I have a partner aged 53 and a 14 yr old step son who does not live with us but has set days of Tues and Sat. Partner has hugh guilt issue over the fact that he has a son from a failed relationship and is overly obsessive about his son. SS mum is overly possesive too and I see a tug of war over who does most/is best parent etc etc. Since we have been together I have improved my partners relationship with his son ten fold. Together we do more than partner and my ss have ever done and I am a strong rod for my partner. Last night ss had his MMR jab at the drs. SS is very soft and faints if he hurts himself ie: bang on head, trapped finger in car door, nick on ear at barbers,I think alot of it is attention seeking maybe from when he was younger but has continued into his teens...So both parents took him to the docs for the injection which I said was unnecessary at 14 and they should try to stop treating him as if he was 7, I said one parent is enough for the support ss needs, but neither parent would allow him to go with the other. Anyway over an hour and half later they came home. SS was fine although he had fainted/had fit as per usual when he saw the needle. When I asked why they had been so long partner said "they" (all 3 of them) had been to my partners mum and dads for cup of tea. I was absolutely furious and said I'm waiting at home for you two worried that ss is ok and you are playing happy families....how hurtful is that? Ex partner yanks his chain all the time over their son,what she says goes and I have held my partner when he has cried over something she has done and talked for hours when he is down...He just shouted and said it was all about (son) and I had to deal with it. I am a parent of a lovely successful 22 year old daughter who also unfortunately came from a failed marriage but we handled everything well and I feel that I do have the right to express my opinion. But my partners obsession is ruining us.

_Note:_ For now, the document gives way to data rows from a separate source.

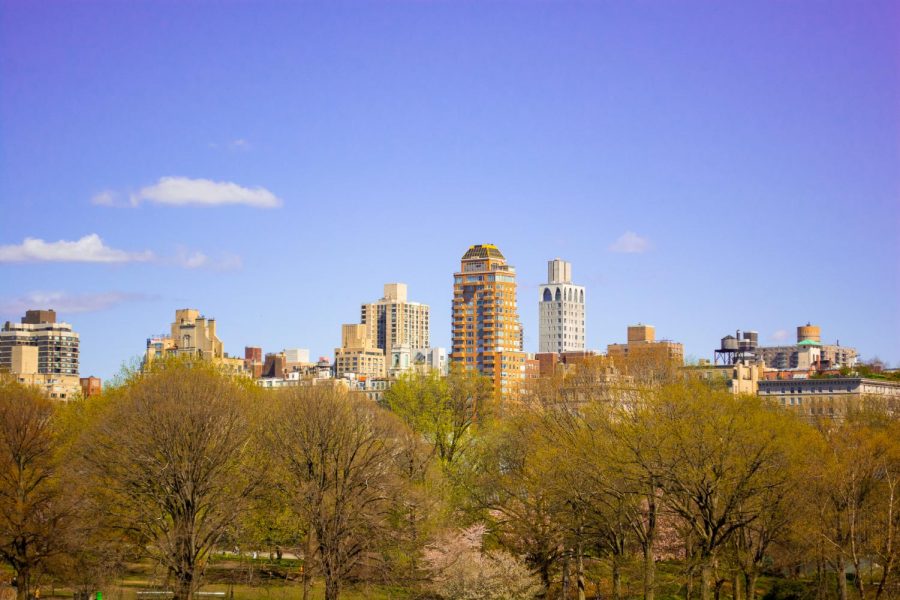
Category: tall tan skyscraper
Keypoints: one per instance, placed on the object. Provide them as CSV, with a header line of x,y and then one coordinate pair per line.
x,y
357,354
394,321
486,329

Could you encourage your DSS to have a friend round at some point? As a rather young 14 year old, he might be still just about be of an age that you can get away with arranging this through parents - and if your DP's on good terms with his ex, this should help as she can probably provide a suggestion and phone number. Or alternatively encourage DSS directly to invite someone over. Offer to run them there and back if necessary.
I doubt your DSS does behave quite as immaturely when he's with his friends, and it would probably be good for your DP to see him relating to other teenage boys and help him realise his DS is growing up.

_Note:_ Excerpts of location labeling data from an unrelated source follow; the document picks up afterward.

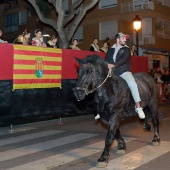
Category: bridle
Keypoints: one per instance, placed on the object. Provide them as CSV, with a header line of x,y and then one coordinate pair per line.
x,y
88,91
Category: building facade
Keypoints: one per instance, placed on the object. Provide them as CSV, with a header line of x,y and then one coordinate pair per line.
x,y
105,20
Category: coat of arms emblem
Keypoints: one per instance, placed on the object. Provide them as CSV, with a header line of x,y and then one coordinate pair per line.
x,y
39,67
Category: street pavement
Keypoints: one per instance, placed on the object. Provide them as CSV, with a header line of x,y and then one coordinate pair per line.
x,y
76,143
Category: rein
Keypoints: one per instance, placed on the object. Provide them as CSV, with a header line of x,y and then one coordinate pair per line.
x,y
87,91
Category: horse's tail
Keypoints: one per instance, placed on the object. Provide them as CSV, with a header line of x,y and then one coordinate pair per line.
x,y
160,117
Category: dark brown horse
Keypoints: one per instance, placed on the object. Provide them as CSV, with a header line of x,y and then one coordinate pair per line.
x,y
114,100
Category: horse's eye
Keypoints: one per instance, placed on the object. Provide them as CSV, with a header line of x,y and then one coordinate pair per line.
x,y
89,71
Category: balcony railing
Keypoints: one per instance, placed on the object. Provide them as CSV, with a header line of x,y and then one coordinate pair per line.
x,y
144,39
136,6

I share you pain with holiday plans - I've book us an exciting package deal this summer and hear nothing but moans from DSS (14) that I have to struggle not to shout at him that we'll leave him behind and take some poor child that's never had a foreign holiday instead! Best option is practice is to walk out the room and not listen to his moans. But that's my DSS, not my DP doing the moaning. I don't think I'd take it from DP!

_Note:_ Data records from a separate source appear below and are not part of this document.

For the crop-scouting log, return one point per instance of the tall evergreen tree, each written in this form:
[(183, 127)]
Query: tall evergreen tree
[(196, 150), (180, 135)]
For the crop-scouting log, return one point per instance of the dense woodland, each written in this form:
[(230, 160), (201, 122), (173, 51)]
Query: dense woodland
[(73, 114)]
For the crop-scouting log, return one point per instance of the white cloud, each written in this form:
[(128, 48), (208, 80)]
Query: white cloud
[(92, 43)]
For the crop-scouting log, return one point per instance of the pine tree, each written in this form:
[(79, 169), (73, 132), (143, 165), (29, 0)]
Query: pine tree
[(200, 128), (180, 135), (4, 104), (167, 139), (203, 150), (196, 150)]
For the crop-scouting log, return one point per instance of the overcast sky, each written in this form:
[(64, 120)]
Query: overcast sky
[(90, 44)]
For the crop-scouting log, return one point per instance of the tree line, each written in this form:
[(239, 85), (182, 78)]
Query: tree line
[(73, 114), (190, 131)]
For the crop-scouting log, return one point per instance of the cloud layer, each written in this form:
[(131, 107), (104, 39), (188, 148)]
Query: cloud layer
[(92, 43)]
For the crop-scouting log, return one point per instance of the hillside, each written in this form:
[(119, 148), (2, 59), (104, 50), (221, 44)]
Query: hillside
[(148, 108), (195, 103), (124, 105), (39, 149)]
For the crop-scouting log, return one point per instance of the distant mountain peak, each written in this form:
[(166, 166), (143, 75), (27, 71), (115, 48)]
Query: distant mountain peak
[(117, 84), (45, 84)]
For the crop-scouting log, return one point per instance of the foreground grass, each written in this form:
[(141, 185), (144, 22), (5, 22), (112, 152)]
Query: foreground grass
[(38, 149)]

Any chance you could not mention the stuff that bugs you to either of them just when you do stuff together try and big up independence skill related things not in a obvious way just try and focus on getting him to want to enjoy stuff that does not involve the adults doing things for him?
Start with pleasurable things until he learns he can enjoy them chances are he will start to gain a bit of independence by himself.
Oh but leave off the criticising the goodnight kiss thing nothing wrong with it if the child is comfortable with it.
My DD is 22, lives with her partner and works in Business Development. There is a lifetime between them. She is fond of my DP and DS and visa versa. So no, I don't compare them. I never have and I never will.....
As for bullying. There are certainly no issues we are aware of. He seems happy to attend ( well as much as any other teenager) and school reports are fairly good.